4) TurboCASH does not have an oppressive central system looking for licensing fees or support fees. On the contrary rather than looking for licensing fees, I am always looking for ways to outsource the revenue collection! So yes we keep our revenue down, but we also keep our costs down. If you do pay money into the TurboCASH project, we want it to go to our developers and consultants. The developers and consultants are all self employed and the corollary is that it is very difficult to force something to get done for free by the TurboCASH network. Download and use the standard product, call fro voluntary help, but this does not extend to free customer services or free modifications. That said it is a lot harder to get a commercial company to make a change than to get us to make a change!


5) For the paying customer and for the working consultant this project  is an ideal working environment. The software is licence free and can be copied and distributed without recourse or payment of royalties. This makes it easy for the consultant to quote on delivery and logistically easy to deploy. The consultants always have TurboCASH in stock! No sales lunches, no freight, no delivery expenses, no stock control, no debtors department, no cashbook reconciliations, no legal action for bad debts. All these are the costs that Matt and the Commercial Open Source products keep adding to their mix and push up their cost of doing business.


6) To deal with the 40% customers who do want to pay us, we do have a commercial arm, albeit distributed. We see multi user systems as a separate market in the accounting industry. Developers develop plugins and we release a multi user commercial version.
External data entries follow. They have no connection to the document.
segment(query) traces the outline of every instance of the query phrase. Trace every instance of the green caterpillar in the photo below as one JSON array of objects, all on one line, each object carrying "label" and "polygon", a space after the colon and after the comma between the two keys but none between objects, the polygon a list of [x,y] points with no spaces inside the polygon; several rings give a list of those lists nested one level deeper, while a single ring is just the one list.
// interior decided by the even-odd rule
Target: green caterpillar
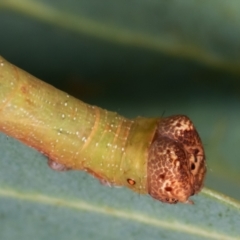
[{"label": "green caterpillar", "polygon": [[127,119],[57,90],[0,58],[0,131],[45,154],[54,170],[85,170],[162,202],[192,203],[206,174],[184,115]]}]

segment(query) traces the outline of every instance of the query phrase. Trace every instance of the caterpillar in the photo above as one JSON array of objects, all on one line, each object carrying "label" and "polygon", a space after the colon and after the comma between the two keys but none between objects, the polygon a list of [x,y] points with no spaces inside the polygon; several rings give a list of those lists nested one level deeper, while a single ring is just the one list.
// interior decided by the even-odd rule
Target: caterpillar
[{"label": "caterpillar", "polygon": [[162,202],[193,203],[203,187],[205,153],[187,116],[127,119],[1,57],[0,131],[46,155],[54,170],[84,170]]}]

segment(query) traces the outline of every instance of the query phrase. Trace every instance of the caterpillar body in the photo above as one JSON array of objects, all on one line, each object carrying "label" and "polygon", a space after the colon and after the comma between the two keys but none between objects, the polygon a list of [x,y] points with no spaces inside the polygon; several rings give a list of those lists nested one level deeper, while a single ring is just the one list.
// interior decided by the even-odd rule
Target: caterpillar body
[{"label": "caterpillar body", "polygon": [[206,174],[200,137],[184,115],[127,119],[91,106],[0,58],[0,131],[48,157],[167,203],[191,203]]}]

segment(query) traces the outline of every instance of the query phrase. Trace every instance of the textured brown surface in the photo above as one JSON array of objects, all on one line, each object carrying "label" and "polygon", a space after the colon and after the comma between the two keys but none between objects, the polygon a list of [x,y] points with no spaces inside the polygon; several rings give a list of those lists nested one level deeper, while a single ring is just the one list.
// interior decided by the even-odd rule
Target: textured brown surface
[{"label": "textured brown surface", "polygon": [[162,119],[149,151],[149,194],[162,202],[188,202],[198,193],[206,173],[200,137],[184,115]]}]

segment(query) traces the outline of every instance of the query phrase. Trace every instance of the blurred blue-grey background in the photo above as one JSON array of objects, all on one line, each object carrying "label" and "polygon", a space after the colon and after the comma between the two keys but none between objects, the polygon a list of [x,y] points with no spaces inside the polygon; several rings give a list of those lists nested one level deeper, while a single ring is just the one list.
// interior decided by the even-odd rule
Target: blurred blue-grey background
[{"label": "blurred blue-grey background", "polygon": [[[139,115],[188,115],[196,125],[206,151],[208,172],[205,185],[240,200],[239,1],[0,0],[0,55],[87,103],[129,118]],[[17,150],[14,148],[14,151],[16,153],[12,154],[18,155],[21,147]],[[22,151],[25,154],[26,150]],[[12,158],[14,155],[9,156]],[[28,189],[29,185],[29,189],[38,189],[41,186],[39,188],[46,190],[43,191],[45,194],[58,193],[59,190],[56,189],[64,186],[64,181],[68,181],[71,176],[78,176],[77,173],[68,173],[61,175],[64,176],[62,178],[55,173],[50,174],[50,171],[46,172],[45,165],[38,169],[38,162],[24,162],[25,155],[19,156],[23,156],[22,162],[17,162],[16,165],[14,159],[11,163],[1,163],[4,166],[0,177],[1,187]],[[29,180],[19,181],[17,174],[22,175],[23,179],[31,178],[28,167],[38,169],[34,172],[34,180],[31,183]],[[16,174],[13,174],[14,171]],[[46,189],[43,180],[48,177],[41,174],[53,176],[54,180]],[[96,180],[92,180],[94,181]],[[72,182],[69,180],[69,183]],[[74,182],[71,187],[75,189],[77,184]],[[64,187],[67,190],[63,196],[68,196],[70,187]],[[78,188],[80,187],[76,186]],[[99,188],[97,184],[96,188]],[[81,197],[94,199],[89,197],[91,193],[88,195],[87,186],[85,191]],[[73,194],[70,195],[78,196],[78,193],[74,195],[75,192],[70,191]],[[115,193],[112,195],[115,196]],[[124,202],[125,192],[116,196],[120,200],[114,204],[120,206]],[[98,197],[103,199],[100,202],[107,199],[102,190],[99,190]],[[2,202],[9,209],[3,208],[7,209],[6,215],[0,211],[0,221],[18,211],[18,203],[12,205],[12,201],[8,200],[5,203],[4,198]],[[139,204],[141,209],[143,203]],[[39,212],[34,212],[35,207],[29,206],[27,212],[38,218]],[[40,210],[42,208],[40,205]],[[44,221],[48,212],[43,209],[46,213],[42,214],[41,221]],[[145,210],[156,212],[156,208],[151,209],[151,206]],[[164,207],[161,211],[164,210],[169,211],[170,208]],[[188,210],[185,207],[181,207],[181,210],[184,218]],[[52,209],[49,210],[48,217],[58,214],[51,211]],[[72,220],[75,219],[75,213],[68,214]],[[62,212],[60,215],[66,216]],[[218,216],[226,215],[221,213]],[[86,217],[91,218],[90,222],[95,219],[95,215]],[[13,219],[16,219],[15,215],[11,221]],[[68,221],[69,218],[66,219]],[[57,220],[58,218],[48,219],[47,224],[43,225],[44,229],[49,222]],[[20,219],[16,219],[17,228],[20,222]],[[31,222],[34,223],[29,218],[29,224]],[[4,224],[9,226],[7,221]],[[121,225],[118,222],[115,224]],[[16,239],[14,231],[7,231],[3,226],[2,233],[8,236],[6,239]],[[32,230],[37,231],[35,226]],[[20,236],[33,236],[34,232],[29,229],[31,230],[25,229],[27,232]],[[111,229],[113,231],[114,228]],[[126,233],[126,228],[124,229]],[[51,231],[48,229],[46,233]],[[61,234],[58,239],[64,239],[61,236],[64,236],[65,229],[59,231]],[[15,234],[19,234],[18,230]],[[39,230],[39,234],[39,239],[48,239],[42,230]],[[74,231],[72,234],[75,236]],[[91,234],[98,236],[98,233]],[[148,232],[145,234],[148,239],[159,236],[163,239],[165,236],[165,233],[158,235],[158,232],[156,236],[149,235]],[[49,235],[49,239],[52,239],[50,236],[52,235]],[[137,236],[137,233],[133,233],[133,236]],[[144,236],[142,235],[143,239]],[[181,239],[178,234],[172,236],[167,233],[166,236],[167,239]],[[191,236],[182,238],[192,239]],[[103,235],[99,239],[106,238]]]}]

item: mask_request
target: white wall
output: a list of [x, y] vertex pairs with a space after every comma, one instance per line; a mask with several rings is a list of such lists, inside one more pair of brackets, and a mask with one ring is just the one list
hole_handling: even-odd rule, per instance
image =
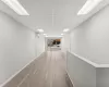
[[74, 87], [96, 87], [96, 67], [68, 52], [68, 74]]
[[36, 44], [33, 30], [0, 12], [0, 84], [37, 57]]
[[70, 49], [70, 42], [71, 41], [71, 37], [70, 37], [70, 35], [69, 34], [65, 34], [63, 37], [62, 37], [62, 50], [63, 51], [70, 51], [71, 49]]
[[109, 64], [109, 5], [71, 33], [72, 52], [98, 64]]

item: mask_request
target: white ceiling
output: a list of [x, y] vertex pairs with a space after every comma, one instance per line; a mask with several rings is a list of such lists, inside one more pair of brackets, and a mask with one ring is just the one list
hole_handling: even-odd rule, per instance
[[86, 0], [19, 0], [31, 14], [20, 16], [0, 1], [0, 10], [32, 28], [43, 28], [48, 35], [60, 35], [64, 28], [72, 29], [88, 15], [77, 16]]

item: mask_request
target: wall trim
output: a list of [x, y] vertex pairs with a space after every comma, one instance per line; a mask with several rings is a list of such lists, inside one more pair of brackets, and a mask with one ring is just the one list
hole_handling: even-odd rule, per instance
[[[68, 51], [68, 52], [70, 52], [70, 51]], [[93, 66], [95, 66], [95, 67], [109, 67], [109, 64], [97, 64], [97, 63], [95, 63], [95, 62], [93, 62], [93, 61], [90, 61], [90, 60], [88, 60], [88, 59], [86, 59], [86, 58], [84, 58], [84, 57], [82, 57], [82, 55], [78, 55], [77, 53], [74, 53], [74, 52], [70, 52], [70, 53], [74, 54], [74, 55], [77, 57], [78, 59], [81, 59], [81, 60], [87, 62], [88, 64], [90, 64], [90, 65], [93, 65]]]
[[34, 62], [35, 60], [38, 60], [40, 55], [43, 55], [45, 52], [43, 52], [41, 54], [39, 54], [38, 57], [36, 57], [35, 59], [33, 59], [31, 62], [28, 62], [24, 67], [22, 67], [20, 71], [17, 71], [16, 73], [14, 73], [11, 77], [9, 77], [3, 84], [0, 85], [0, 87], [3, 87], [5, 84], [8, 84], [10, 80], [12, 80], [17, 74], [20, 74], [25, 67], [27, 67], [32, 62]]

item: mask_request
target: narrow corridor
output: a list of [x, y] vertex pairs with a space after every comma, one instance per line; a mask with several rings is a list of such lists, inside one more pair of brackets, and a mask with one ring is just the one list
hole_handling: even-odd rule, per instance
[[65, 57], [61, 51], [48, 51], [36, 69], [19, 87], [73, 87], [65, 72]]

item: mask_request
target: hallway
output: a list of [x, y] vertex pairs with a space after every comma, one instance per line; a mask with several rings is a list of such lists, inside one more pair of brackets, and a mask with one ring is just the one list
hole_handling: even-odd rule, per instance
[[48, 51], [34, 63], [37, 69], [17, 87], [73, 87], [66, 74], [65, 57], [61, 51]]

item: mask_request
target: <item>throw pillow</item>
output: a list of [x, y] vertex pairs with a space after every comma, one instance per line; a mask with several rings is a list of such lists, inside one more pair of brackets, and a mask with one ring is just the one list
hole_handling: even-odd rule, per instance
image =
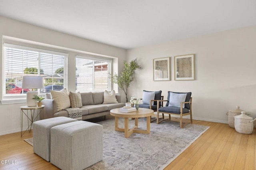
[[[192, 94], [192, 92], [186, 92], [186, 93], [182, 93], [182, 92], [175, 92], [174, 91], [168, 91], [168, 97], [167, 97], [167, 100], [169, 100], [169, 98], [170, 98], [170, 94], [171, 92], [177, 94], [186, 94], [187, 97], [186, 98], [186, 99], [185, 100], [185, 102], [189, 101], [190, 100], [190, 97], [191, 97], [191, 95]], [[167, 101], [166, 103], [166, 106], [168, 106], [169, 105], [169, 101]], [[185, 104], [185, 108], [187, 108], [188, 110], [190, 110], [190, 105], [189, 103], [186, 103]]]
[[[180, 102], [184, 102], [186, 96], [186, 94], [177, 94], [171, 92], [170, 94], [168, 106], [180, 107]], [[183, 104], [182, 108], [184, 107], [185, 104]]]
[[52, 99], [56, 102], [58, 111], [70, 107], [70, 101], [66, 89], [63, 89], [60, 91], [50, 90], [50, 92]]
[[69, 92], [69, 99], [70, 100], [70, 106], [72, 108], [80, 107], [83, 106], [82, 104], [82, 98], [79, 92], [74, 93]]
[[103, 104], [118, 103], [116, 98], [116, 92], [113, 90], [110, 93], [106, 90], [104, 92], [104, 101]]
[[142, 103], [146, 104], [146, 105], [154, 105], [154, 101], [152, 102], [152, 103], [150, 103], [150, 101], [152, 100], [155, 99], [155, 94], [154, 91], [149, 92], [148, 91], [143, 91], [143, 95], [142, 96]]
[[[146, 90], [143, 90], [143, 91], [146, 91], [147, 92], [153, 92], [154, 91], [147, 91]], [[159, 91], [155, 91], [155, 100], [161, 100], [162, 99], [161, 95], [162, 95], [162, 90], [160, 90]], [[157, 102], [155, 101], [154, 103], [154, 105], [157, 105]], [[159, 103], [159, 106], [161, 107], [161, 102]]]

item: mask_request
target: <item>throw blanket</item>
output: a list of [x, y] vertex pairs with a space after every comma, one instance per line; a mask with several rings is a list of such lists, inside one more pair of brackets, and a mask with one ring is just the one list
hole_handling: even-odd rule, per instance
[[82, 121], [82, 110], [80, 108], [67, 108], [64, 109], [68, 112], [68, 117], [78, 121]]

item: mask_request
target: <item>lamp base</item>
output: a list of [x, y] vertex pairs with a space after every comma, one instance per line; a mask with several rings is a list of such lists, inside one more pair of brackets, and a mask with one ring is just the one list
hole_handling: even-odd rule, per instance
[[35, 95], [38, 95], [37, 91], [28, 91], [27, 92], [27, 106], [30, 107], [32, 106], [36, 106], [36, 101], [33, 99], [35, 97]]

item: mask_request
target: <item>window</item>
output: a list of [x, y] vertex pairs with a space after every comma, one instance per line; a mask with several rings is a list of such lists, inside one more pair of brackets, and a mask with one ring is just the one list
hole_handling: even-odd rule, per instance
[[[22, 94], [31, 89], [21, 88], [23, 76], [42, 76], [45, 88], [53, 89], [56, 85], [63, 89], [67, 83], [67, 56], [65, 53], [4, 43], [3, 98], [25, 97]], [[45, 93], [44, 89], [36, 90]]]
[[77, 55], [76, 91], [80, 92], [111, 91], [109, 73], [111, 60]]

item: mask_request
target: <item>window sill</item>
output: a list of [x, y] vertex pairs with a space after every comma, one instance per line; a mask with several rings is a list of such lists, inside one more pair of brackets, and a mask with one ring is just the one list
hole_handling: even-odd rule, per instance
[[9, 105], [10, 104], [24, 103], [26, 102], [26, 99], [3, 99], [1, 100], [2, 105]]

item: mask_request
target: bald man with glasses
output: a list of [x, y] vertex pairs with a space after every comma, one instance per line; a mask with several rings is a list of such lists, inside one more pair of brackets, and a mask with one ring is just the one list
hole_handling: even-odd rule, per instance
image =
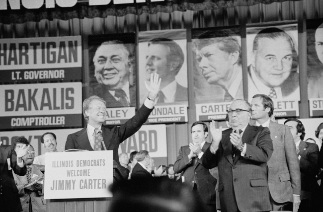
[[268, 128], [249, 125], [251, 110], [246, 101], [234, 101], [227, 112], [231, 128], [222, 132], [212, 121], [212, 142], [201, 159], [207, 168], [218, 167], [221, 212], [270, 211], [270, 132]]

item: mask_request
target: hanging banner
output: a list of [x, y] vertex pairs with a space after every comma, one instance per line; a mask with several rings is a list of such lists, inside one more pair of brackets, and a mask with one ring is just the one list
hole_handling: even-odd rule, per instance
[[113, 151], [46, 153], [44, 199], [112, 197]]
[[82, 83], [0, 85], [0, 129], [82, 126]]
[[310, 116], [323, 116], [323, 98], [310, 99]]
[[257, 94], [300, 100], [298, 33], [296, 21], [247, 25], [249, 102]]
[[197, 119], [224, 120], [225, 110], [204, 108], [243, 99], [240, 26], [193, 29], [192, 45]]
[[[313, 104], [313, 101], [318, 101], [312, 99], [323, 98], [323, 18], [306, 20], [306, 38], [309, 77], [307, 91], [311, 105], [311, 102]], [[318, 116], [323, 115], [317, 109], [311, 107], [311, 113], [314, 111], [315, 113], [321, 114]]]
[[103, 98], [107, 108], [135, 110], [135, 44], [134, 33], [88, 36], [89, 95]]
[[0, 82], [82, 79], [81, 36], [0, 39]]

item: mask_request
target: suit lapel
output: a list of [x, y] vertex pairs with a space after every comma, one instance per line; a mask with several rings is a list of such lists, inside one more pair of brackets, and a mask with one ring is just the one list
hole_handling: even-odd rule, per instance
[[86, 132], [86, 127], [83, 128], [82, 131], [80, 132], [78, 136], [79, 137], [77, 138], [76, 141], [79, 143], [82, 149], [94, 150], [92, 148], [92, 146], [91, 146], [91, 144], [90, 144], [90, 141], [88, 140], [87, 133]]
[[223, 147], [223, 154], [227, 157], [228, 160], [233, 164], [233, 159], [232, 159], [232, 144], [230, 142], [230, 134], [232, 132], [232, 128], [230, 128], [229, 130], [226, 131], [225, 133], [222, 134], [222, 140], [221, 140], [221, 144]]

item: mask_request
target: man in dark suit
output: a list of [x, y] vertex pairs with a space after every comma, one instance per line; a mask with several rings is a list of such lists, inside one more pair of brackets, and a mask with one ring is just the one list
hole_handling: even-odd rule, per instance
[[301, 172], [293, 136], [288, 126], [269, 119], [274, 111], [274, 103], [269, 96], [256, 94], [252, 98], [252, 119], [256, 126], [269, 129], [274, 146], [274, 152], [267, 162], [272, 210], [296, 212], [301, 203]]
[[[132, 169], [131, 179], [136, 180], [142, 178], [152, 178], [153, 175], [148, 170], [147, 166], [150, 163], [149, 152], [146, 150], [140, 151], [136, 155], [137, 162]], [[158, 169], [155, 167], [154, 176], [160, 177], [162, 172], [162, 167], [161, 166]]]
[[187, 103], [187, 88], [178, 84], [175, 77], [184, 63], [184, 53], [179, 45], [168, 38], [154, 38], [148, 43], [146, 68], [147, 80], [151, 73], [162, 78], [158, 103]]
[[212, 142], [201, 158], [206, 168], [218, 167], [221, 212], [271, 211], [267, 176], [273, 150], [270, 132], [248, 124], [251, 109], [244, 100], [234, 101], [227, 111], [231, 128], [222, 132], [212, 121]]
[[[0, 146], [2, 141], [0, 141]], [[26, 174], [27, 168], [22, 157], [27, 154], [25, 144], [16, 153], [11, 145], [0, 147], [0, 208], [1, 212], [22, 211], [13, 172], [20, 176]]]
[[136, 106], [136, 85], [130, 80], [132, 55], [118, 40], [103, 42], [95, 52], [93, 62], [98, 85], [91, 88], [90, 94], [103, 98], [107, 107]]
[[288, 126], [296, 145], [296, 153], [300, 160], [301, 170], [301, 204], [298, 212], [312, 211], [310, 206], [312, 193], [319, 189], [316, 175], [319, 172], [318, 158], [320, 151], [315, 143], [305, 142], [305, 129], [302, 122], [296, 119], [288, 119], [284, 124]]
[[[151, 83], [146, 84], [148, 97], [135, 116], [120, 127], [105, 127], [106, 107], [105, 101], [97, 96], [92, 96], [83, 102], [83, 114], [87, 121], [87, 126], [81, 131], [69, 135], [65, 144], [65, 150], [70, 149], [88, 150], [105, 149], [113, 150], [113, 160], [120, 165], [118, 150], [120, 143], [133, 135], [146, 122], [152, 111], [155, 99], [161, 84], [158, 74], [152, 74]], [[98, 137], [98, 130], [102, 131], [103, 142]], [[95, 139], [98, 138], [98, 139]], [[97, 142], [98, 141], [98, 142]], [[101, 146], [101, 143], [103, 146]], [[103, 145], [104, 144], [104, 145]]]
[[217, 180], [200, 160], [210, 146], [205, 139], [208, 127], [202, 122], [194, 122], [191, 127], [193, 142], [180, 147], [174, 164], [174, 171], [183, 172], [185, 183], [197, 192], [205, 204], [205, 211], [216, 211], [215, 185]]

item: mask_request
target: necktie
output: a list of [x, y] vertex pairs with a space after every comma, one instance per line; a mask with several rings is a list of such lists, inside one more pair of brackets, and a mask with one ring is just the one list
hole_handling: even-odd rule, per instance
[[124, 90], [122, 89], [116, 90], [114, 96], [118, 98], [118, 101], [121, 103], [123, 107], [129, 106], [129, 103], [128, 102], [128, 100], [127, 100], [127, 95]]
[[165, 95], [164, 95], [162, 91], [160, 90], [158, 92], [158, 101], [157, 103], [163, 103], [164, 102]]
[[97, 134], [98, 128], [94, 129], [94, 151], [101, 151], [101, 138]]
[[[241, 129], [239, 130], [239, 135], [241, 134], [241, 133], [242, 133], [242, 130]], [[233, 159], [235, 159], [235, 156], [236, 155], [236, 152], [237, 151], [237, 150], [238, 149], [235, 146], [232, 145], [232, 151], [231, 152], [231, 153], [232, 154], [232, 157], [233, 157]]]
[[227, 90], [226, 91], [226, 93], [224, 94], [224, 102], [232, 102], [233, 101], [233, 97], [229, 93]]
[[275, 91], [275, 89], [274, 88], [270, 88], [270, 91], [269, 91], [269, 95], [268, 95], [269, 97], [270, 97], [272, 99], [276, 99], [277, 98], [277, 94], [276, 94], [276, 91]]
[[30, 183], [30, 180], [31, 179], [31, 167], [28, 166], [27, 167], [27, 179], [28, 180], [28, 182]]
In the multi user version we spend the effort on development and testing to make sure that the multi user version is a bullet proof app for mission critical apps. By charging this out to a club of commercial users we are able to provide them this service and use the spill over technology to boost the offering to our single user systems. So in a commercial sense, the multi user customers end up financing the single user customers.


7) Is this still Open Source? Purists may feel that we are “forcing” the multi user users to pay us and that this is against the spirit of the Open Source movement. Not so Blackadder. Nothing in the GPL says that any party may or may not sell the software. If a customer is willing to buy the software, then anyone may supply the software at a mutually agreed price. No seller may breach the GPL, the software must always be supplied under the GPL Licence. To make sure that this is so, we regularly post the full source code on the web available for download. Anyone is welcome to download the TurboCASH source, compile it and begin distributin. This of course would be pointless. The TurboCASH project provides a commercial licence at $100 per year. This is way below the $ 50 000 plus that it costs to maintain a multi user version and is priced at a cost to the individual users way below the cost of commercial multiuser software. Simply put, if you can't afford $100 a year for a multi user accounting package, its not our business model, but your own that you should be worried about.